As many of you have seen, McDonald’s is running a campaign about their suppliers – potato, lettuce and beef so far – emphasizing the American multi-generational story. Many food providers are highlighting their local suppliers and cookbooks and magazine articles are dedicated to this trend wholeheartedly.
What is it about the McDonald’s campaign that seems so disingenuous then?
What it means to be a “supplier”
Certainly all types of restaurants and food providers have suppliers. But in today’s vernacular, talking about suppliers has become synonymous with talking about local, fresh, organic foods. The Farm Fresh movement has taken form to the point where we cannot go to our local Whole Foods or restaurant without hearing about the local suppliers and partners who work hard to bring fresh food to consumers and eaters.
McDonald’s does not typify the local neighborhood restaurant, but they are not claiming to in these videos. They are simply claiming to have suppliers. However, because our terminology for that word is ingrained with preconceived notions, McDonald’s using it seems disconnected with the larger supplier conversation.
Why do we eat at McDonald’s?
I’m a busy professional and can attest to the fact that McDonald’s serves a purpose for me. All my dining experiences cannot be at fancy places like Tico or Toro or even Russo‘s. So, I get why we eat at McDonald’s. But it is not because I expect “good food” when I go there. I can say I don’t want them to choose poor food and I still have a level of expectation that they source in a smart manner.

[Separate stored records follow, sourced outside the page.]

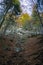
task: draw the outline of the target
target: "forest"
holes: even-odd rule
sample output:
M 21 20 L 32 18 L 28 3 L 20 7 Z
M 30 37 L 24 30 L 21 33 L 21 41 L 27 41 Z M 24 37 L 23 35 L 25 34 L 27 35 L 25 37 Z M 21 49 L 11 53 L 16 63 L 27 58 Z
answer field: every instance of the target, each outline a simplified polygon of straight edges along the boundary
M 43 65 L 43 0 L 0 0 L 0 65 Z

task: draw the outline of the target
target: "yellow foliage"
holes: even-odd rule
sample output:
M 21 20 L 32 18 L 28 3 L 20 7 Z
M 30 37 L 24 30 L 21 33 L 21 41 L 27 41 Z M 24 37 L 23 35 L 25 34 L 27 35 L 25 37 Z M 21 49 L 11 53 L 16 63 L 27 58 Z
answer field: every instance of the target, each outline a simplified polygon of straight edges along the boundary
M 25 13 L 18 17 L 17 22 L 19 23 L 19 25 L 23 25 L 25 22 L 30 20 L 31 17 L 27 13 Z

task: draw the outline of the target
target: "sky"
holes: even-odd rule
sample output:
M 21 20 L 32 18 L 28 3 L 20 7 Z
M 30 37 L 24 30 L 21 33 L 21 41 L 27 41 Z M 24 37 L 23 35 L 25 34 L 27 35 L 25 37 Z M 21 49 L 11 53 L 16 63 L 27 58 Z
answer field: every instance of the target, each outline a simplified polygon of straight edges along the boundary
M 19 1 L 20 6 L 22 8 L 22 13 L 28 13 L 31 15 L 33 6 L 33 3 L 31 2 L 32 0 L 19 0 Z M 0 0 L 0 3 L 1 2 L 3 2 L 3 0 Z M 0 5 L 0 13 L 3 12 L 1 9 L 3 9 L 3 5 L 2 6 Z
M 32 14 L 32 8 L 33 8 L 33 2 L 32 0 L 19 0 L 20 6 L 22 8 L 22 13 L 28 13 L 29 15 Z M 35 0 L 36 2 L 37 0 Z M 3 2 L 3 0 L 0 0 L 0 3 Z M 0 5 L 0 8 L 3 9 L 3 6 Z M 1 10 L 0 10 L 1 12 Z
M 20 6 L 22 8 L 22 13 L 28 13 L 29 15 L 31 15 L 32 14 L 32 8 L 34 5 L 32 0 L 19 0 L 19 1 L 20 1 Z M 37 2 L 37 0 L 33 0 L 33 1 L 34 1 L 34 3 Z M 3 2 L 3 0 L 0 0 L 0 3 L 1 2 Z M 41 6 L 41 7 L 43 9 L 43 6 Z M 2 6 L 0 5 L 0 13 L 3 12 L 3 10 L 1 10 L 1 9 L 4 10 L 3 5 Z
M 0 0 L 0 3 L 3 2 L 3 0 Z
M 3 2 L 3 0 L 0 0 L 0 3 L 2 3 L 2 2 Z M 0 14 L 3 13 L 3 11 L 4 11 L 3 5 L 0 5 Z
M 37 0 L 19 0 L 21 4 L 21 8 L 23 13 L 28 13 L 29 15 L 32 14 L 33 5 L 37 3 Z M 43 4 L 41 4 L 42 0 L 40 0 L 40 7 L 38 7 L 39 12 L 43 12 Z
M 23 13 L 32 14 L 33 2 L 32 0 L 19 0 Z

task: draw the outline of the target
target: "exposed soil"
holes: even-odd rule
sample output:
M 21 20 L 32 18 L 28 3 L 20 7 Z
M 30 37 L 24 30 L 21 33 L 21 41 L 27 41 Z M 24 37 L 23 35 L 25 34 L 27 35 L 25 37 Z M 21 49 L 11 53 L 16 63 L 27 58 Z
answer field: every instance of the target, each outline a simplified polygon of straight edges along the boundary
M 0 37 L 0 65 L 43 65 L 43 36 L 28 38 L 20 52 L 14 49 L 15 40 Z

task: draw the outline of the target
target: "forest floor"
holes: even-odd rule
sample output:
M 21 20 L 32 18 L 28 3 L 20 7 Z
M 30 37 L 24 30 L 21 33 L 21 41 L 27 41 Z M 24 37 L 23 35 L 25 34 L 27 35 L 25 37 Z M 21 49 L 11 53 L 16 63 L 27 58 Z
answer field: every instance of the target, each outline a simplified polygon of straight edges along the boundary
M 27 38 L 23 51 L 14 47 L 15 38 L 0 37 L 0 65 L 43 65 L 43 36 Z

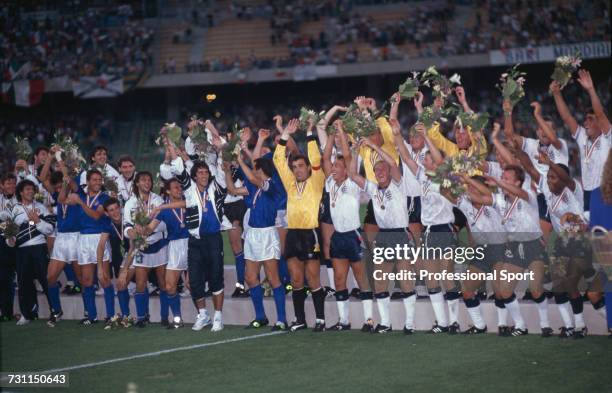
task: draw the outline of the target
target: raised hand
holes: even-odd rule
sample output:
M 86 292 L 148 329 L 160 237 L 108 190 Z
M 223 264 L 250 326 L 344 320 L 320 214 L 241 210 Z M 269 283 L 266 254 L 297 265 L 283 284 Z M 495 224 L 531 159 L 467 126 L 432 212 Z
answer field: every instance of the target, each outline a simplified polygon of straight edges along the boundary
M 501 131 L 501 125 L 498 122 L 493 123 L 493 132 L 491 133 L 491 137 L 493 139 L 497 139 L 499 137 L 500 131 Z
M 420 91 L 417 91 L 416 95 L 412 99 L 412 102 L 414 103 L 414 107 L 416 108 L 417 111 L 419 112 L 423 111 L 423 93 L 421 93 Z
M 506 115 L 512 114 L 512 104 L 510 103 L 510 100 L 504 100 L 502 103 L 502 109 Z
M 259 131 L 257 131 L 257 137 L 265 141 L 270 137 L 270 130 L 266 128 L 260 128 Z
M 425 128 L 425 124 L 423 123 L 416 123 L 414 125 L 414 130 L 423 136 L 425 136 L 427 132 L 427 129 Z
M 457 96 L 457 100 L 460 104 L 465 103 L 465 89 L 463 88 L 463 86 L 455 87 L 455 95 Z
M 293 135 L 300 127 L 300 121 L 298 119 L 291 119 L 287 123 L 287 126 L 283 130 L 284 134 Z
M 552 163 L 552 161 L 550 161 L 550 157 L 548 156 L 548 153 L 546 153 L 543 150 L 540 150 L 538 152 L 538 162 L 541 164 L 545 164 L 545 165 L 550 165 Z
M 376 100 L 374 98 L 366 98 L 366 107 L 372 111 L 376 111 Z
M 582 86 L 585 90 L 594 89 L 591 73 L 587 70 L 578 71 L 578 83 L 580 83 L 580 86 Z
M 355 100 L 353 101 L 355 104 L 357 104 L 357 107 L 360 110 L 364 110 L 368 107 L 368 103 L 367 103 L 367 98 L 365 96 L 359 96 L 357 98 L 355 98 Z
M 244 127 L 242 134 L 240 134 L 240 140 L 242 142 L 248 142 L 251 139 L 251 127 Z
M 539 102 L 537 101 L 533 101 L 531 104 L 529 104 L 532 108 L 533 108 L 533 115 L 535 117 L 540 117 L 542 116 L 542 105 L 540 105 Z
M 274 120 L 274 125 L 276 126 L 276 130 L 279 133 L 283 133 L 283 117 L 281 115 L 276 115 L 272 118 Z
M 553 95 L 561 93 L 561 86 L 559 86 L 559 82 L 557 81 L 550 82 L 550 86 L 548 87 L 548 89 Z

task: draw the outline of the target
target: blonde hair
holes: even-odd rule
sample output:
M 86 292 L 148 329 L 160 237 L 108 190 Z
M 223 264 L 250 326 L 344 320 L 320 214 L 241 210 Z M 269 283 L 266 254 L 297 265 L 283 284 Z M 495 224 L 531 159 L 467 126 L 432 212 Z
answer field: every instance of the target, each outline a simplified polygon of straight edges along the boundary
M 612 153 L 608 153 L 601 176 L 601 199 L 607 204 L 612 204 Z

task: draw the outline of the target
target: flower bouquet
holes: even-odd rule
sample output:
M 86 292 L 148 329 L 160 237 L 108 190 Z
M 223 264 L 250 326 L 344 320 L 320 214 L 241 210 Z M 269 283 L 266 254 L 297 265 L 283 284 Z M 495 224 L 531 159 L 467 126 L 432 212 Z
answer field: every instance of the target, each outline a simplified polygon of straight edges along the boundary
M 28 138 L 16 136 L 15 137 L 15 157 L 18 160 L 28 161 L 32 158 L 32 146 L 28 142 Z
M 500 83 L 497 84 L 497 88 L 501 91 L 504 100 L 510 101 L 510 104 L 514 107 L 523 97 L 525 97 L 525 84 L 524 76 L 527 73 L 519 71 L 516 64 L 508 72 L 505 72 L 499 78 Z
M 323 116 L 324 114 L 325 112 L 317 113 L 313 111 L 312 109 L 302 107 L 300 109 L 300 117 L 299 117 L 300 129 L 306 131 L 308 129 L 308 122 L 310 120 L 312 120 L 313 124 L 317 124 L 319 120 L 321 119 L 321 116 Z
M 192 116 L 187 124 L 187 134 L 198 156 L 204 156 L 210 151 L 211 145 L 208 140 L 208 131 L 206 131 L 202 119 L 198 119 L 197 116 Z
M 12 206 L 7 206 L 7 208 L 12 210 Z M 5 239 L 15 237 L 18 233 L 19 225 L 15 224 L 15 220 L 12 216 L 9 216 L 5 221 L 0 223 L 0 234 L 2 234 Z
M 572 74 L 578 70 L 582 63 L 580 52 L 574 56 L 560 56 L 555 61 L 555 70 L 553 71 L 550 79 L 556 81 L 559 87 L 563 89 L 569 81 L 572 79 Z
M 146 228 L 151 223 L 151 217 L 149 217 L 149 213 L 147 212 L 147 209 L 140 202 L 136 205 L 136 209 L 132 211 L 131 214 L 132 214 L 132 222 L 134 223 L 134 225 L 138 225 L 142 228 Z M 140 251 L 144 251 L 148 246 L 147 238 L 140 233 L 137 233 L 136 237 L 132 240 L 132 242 L 133 242 L 133 247 L 131 251 L 132 256 L 135 256 Z
M 438 165 L 433 173 L 430 172 L 428 174 L 433 183 L 437 183 L 441 188 L 446 189 L 453 198 L 458 198 L 466 191 L 465 184 L 459 173 L 470 177 L 480 173 L 479 159 L 463 154 L 447 157 L 442 164 Z
M 369 109 L 360 110 L 355 104 L 351 104 L 340 119 L 344 131 L 355 140 L 368 137 L 378 131 L 375 114 Z
M 461 76 L 453 74 L 453 76 L 447 78 L 440 74 L 435 66 L 431 66 L 421 75 L 421 84 L 431 87 L 434 97 L 446 98 L 450 95 L 453 86 L 461 85 Z
M 55 159 L 57 161 L 62 161 L 63 159 L 69 173 L 79 174 L 87 162 L 79 150 L 79 145 L 74 143 L 68 135 L 62 135 L 59 130 L 55 132 L 54 139 L 55 143 L 52 146 L 59 147 L 59 151 L 55 153 Z
M 421 83 L 419 82 L 419 73 L 413 71 L 412 76 L 406 78 L 406 81 L 399 85 L 397 91 L 400 94 L 402 99 L 411 99 L 416 96 L 416 93 L 419 91 L 419 86 Z
M 242 131 L 238 130 L 238 125 L 234 125 L 234 131 L 231 133 L 231 138 L 223 145 L 221 149 L 221 157 L 223 161 L 232 162 L 238 158 L 240 154 L 240 141 L 242 137 Z
M 181 147 L 183 143 L 183 129 L 176 123 L 166 123 L 159 131 L 159 137 L 155 141 L 157 145 L 163 142 L 164 138 L 175 147 Z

However, I am not immune to the fact that they have fully transformed the meat industry and even re-engineered the potato so their fries look better in their environmentally improved holder. What I do care about though is that the food is safe, hot, fast. I care about the service being clean, efficient, kind. I do not really care about their suppliers in the same way that I care about the suppliers to Whole Foods.
What should McDonald’s highlight?
McDonald’s has been around since 1940 and is the largest chain of hamburger fast food restaurants. They are doing something right. What makes them successful? Lower costs because of the high purchasing power they have? The ability to innovate and keep loyal consumers happy with the McRib and Monopoly? McDonald’s has an extensive consumer research group that can recognize patterns in order to meet the needs of their customers.
Is there a nugget of information in there that is specific to McDonald’s consumers that would prove a more believable and effective story?
What do you think?
What impact will the supplier videos have on McDonald’s top line?